What are Registries? | Aplastic Anemia and MDS International Foundation (AAMDSIF) Return to top.

What are Registries?

Introductory image: Patients and Doctor at Conference Interlude

In the medical field, registries are systematic collections of data related to specific diseases, conditions, or treatments. They are databases designed to gather and store detailed information about patients' medical histories, diagnostic information, treatments, outcomes, and various other factors. The primary goal of medical registries is to advance medical research, improve patient care, and enhance healthcare practices by providing comprehensive and reliable data. Medical professionals, researchers and public health experts use these registries to track and analyze patient data, outcomes, and trends to improve healthcare practices or develop new therapies.

There are different types of medical registries: patient self-reported, professional reported, and a combination of the two. In patient self-reported registries, only patients are asked to provide information generally through a publicly available website. In professional reported registries, only doctors or other clinicians provide information. These registries generally do not have a publicly available website. In combination registries, some information is provided by both patients and their doctor, and they generally have a publicly available website.

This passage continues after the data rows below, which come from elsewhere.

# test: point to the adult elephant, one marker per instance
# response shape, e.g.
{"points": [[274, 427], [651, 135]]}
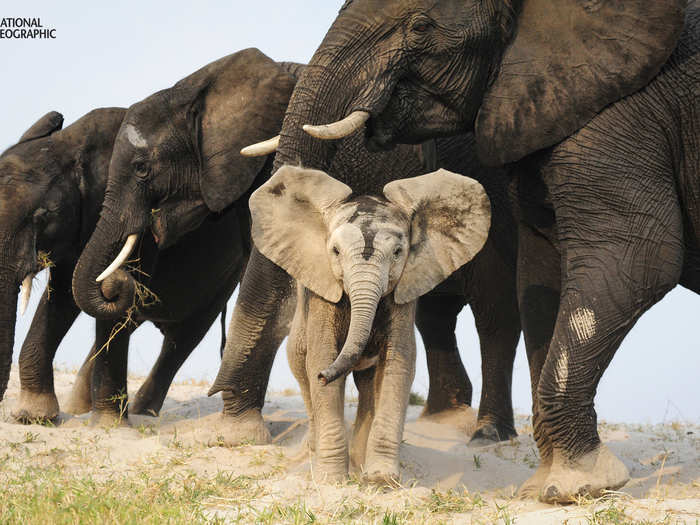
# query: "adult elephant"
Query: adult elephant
{"points": [[587, 96], [53, 184], [176, 204]]}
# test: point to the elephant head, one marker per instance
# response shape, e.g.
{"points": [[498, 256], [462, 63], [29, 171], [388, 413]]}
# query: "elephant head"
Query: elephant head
{"points": [[50, 193], [176, 160], [521, 74], [407, 243]]}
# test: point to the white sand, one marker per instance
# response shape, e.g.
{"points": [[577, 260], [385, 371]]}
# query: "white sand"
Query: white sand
{"points": [[664, 460]]}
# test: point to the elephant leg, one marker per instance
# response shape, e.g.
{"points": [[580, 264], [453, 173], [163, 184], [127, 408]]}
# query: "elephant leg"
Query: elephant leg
{"points": [[393, 378], [80, 400], [364, 381], [259, 324], [621, 241], [331, 447], [450, 391], [180, 339], [296, 357], [109, 388], [539, 284], [53, 318], [491, 286]]}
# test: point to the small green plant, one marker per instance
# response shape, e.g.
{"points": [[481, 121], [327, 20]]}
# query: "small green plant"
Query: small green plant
{"points": [[30, 437]]}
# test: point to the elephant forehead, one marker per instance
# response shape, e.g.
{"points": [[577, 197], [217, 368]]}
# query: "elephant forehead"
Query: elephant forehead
{"points": [[368, 210], [134, 136], [347, 234]]}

Registries often gather data over time, allowing researchers to track patients' progress, treatment outcomes, and long-term effects of interventions. This longitudinal data can provide valuable insights into disease progression and treatment efficacy. Due to the sensitive nature of medical information, strict privacy and ethical considerations are essential when collecting, storing, and sharing data in medical registries. Data is often de-identified or anonymized to protect patients' identities.

Medical registries can either be national or international. National registries are set up for patients living in one particular country. However, there are medical conditions that are classified as ultra-rare and the number of patients in each country is likely to be very low. In these instances, international registries are therefore considered to be more appropriate. Some medical registries focus on specific populations, such as registries for specific ethnic groups, geographic regions, or age ranges. These population-focused registries can help uncover unique health patterns and disparities.